Hi all,

I have developed a tracking system which operates on video. I also have strong constraints about embeddability (my code needs to run on small cards/CPUs) and the tracker must be real time. Thus, I spend a lot of time to optimize my code, using torch functions and doing as many operations as possible on GPU.

But there is a point not clear to me: I am not sure when data is exchanged between CPU and GPU, and how memory is exactly managed.
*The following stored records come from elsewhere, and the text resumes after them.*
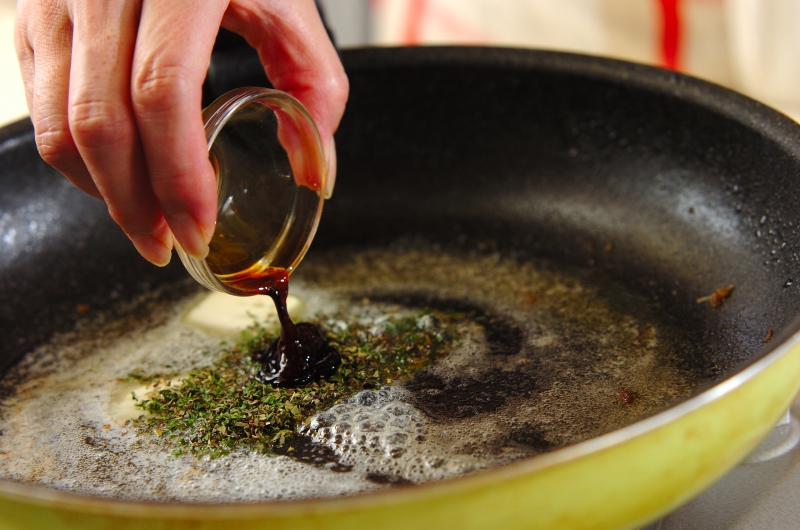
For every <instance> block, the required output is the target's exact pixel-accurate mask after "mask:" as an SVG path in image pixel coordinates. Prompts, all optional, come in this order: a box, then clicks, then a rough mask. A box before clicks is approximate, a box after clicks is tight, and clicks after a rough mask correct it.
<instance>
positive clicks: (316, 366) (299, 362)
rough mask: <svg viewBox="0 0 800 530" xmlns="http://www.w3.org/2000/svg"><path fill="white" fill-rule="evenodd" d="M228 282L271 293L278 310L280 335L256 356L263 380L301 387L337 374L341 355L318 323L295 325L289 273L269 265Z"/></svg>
mask: <svg viewBox="0 0 800 530" xmlns="http://www.w3.org/2000/svg"><path fill="white" fill-rule="evenodd" d="M226 283H227V285H228V286H230V287H232V288H234V289H236V290H238V291H240V292H242V293H243V294H246V295H259V294H261V295H267V296H269V297H270V298H272V301H273V302H274V304H275V310H276V311H277V312H278V320H279V321H280V323H281V334H280V337H279V338H277V339H275V340H274V341H273V342H272V344H270V345H269V346H268V347H266V348H264V349H261V350H258V351H256V352H255V354H254V356H253V358H254V360H255V361H257V362H259V363H261V366H262V368H261V369H260V370H259V371H258V378H259V379H260V380H261V381H263V382H265V383H270V384H272V385H274V386H283V387H287V386H300V385H304V384H307V383H309V382H311V381H313V380H314V379H317V378H319V377H327V376H331V375H333V374H334V373H336V370H337V369H338V368H339V365H340V364H341V357H340V356H339V352H338V351H337V350H336V349H335V348H334V347H332V346H331V345H330V344H328V341H327V340H326V339H325V335H324V333H323V332H322V330H321V329H320V328H319V326H316V325H314V324H310V323H308V322H299V323H297V324H295V323H294V322H292V319H291V318H290V317H289V311H288V310H287V307H286V297H287V296H288V294H289V273H288V272H287V271H286V270H285V269H275V268H270V269H266V270H264V271H260V272H259V273H256V274H252V275H248V276H244V277H242V278H237V279H235V280H231V281H228V282H226Z"/></svg>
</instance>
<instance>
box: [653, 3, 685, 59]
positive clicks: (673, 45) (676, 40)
mask: <svg viewBox="0 0 800 530" xmlns="http://www.w3.org/2000/svg"><path fill="white" fill-rule="evenodd" d="M658 2H659V4H660V7H661V64H662V66H664V67H666V68H669V69H670V70H678V69H679V68H680V52H681V17H680V10H679V7H680V6H679V4H680V0H658Z"/></svg>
For instance:

```
a = torch.tensor([1, 2, 3]).float().cuda() # tensor a will be on GPU
b = a + 1 # tensor b will also be on GPU
c = len(a) # tensor c will still be on GPU
```

Few questions about these basic operations:

- On line 1, does the
`.float()`

function make a copy of`a`

in memory? - On line 2, does the
`+`

operation copy the data of`a`

to the CPU, then compute the result, then send the data back to the GPU? Or is torch intelligent enough to make the addition directly on the GPU? Is it always better to use the`.add()`

torch function? - Do functions such as
`len()`

make a copy of the tensor on the CPU before counting?

And finally, is there a difference between these two lines:

```
a = torch.tensor(1.).cuda().add_(1.)
a = torch.tensor(1.).cuda().add_(torch.tensor(1.).cuda())
```

Thank you in advance, any help will be very appreciated!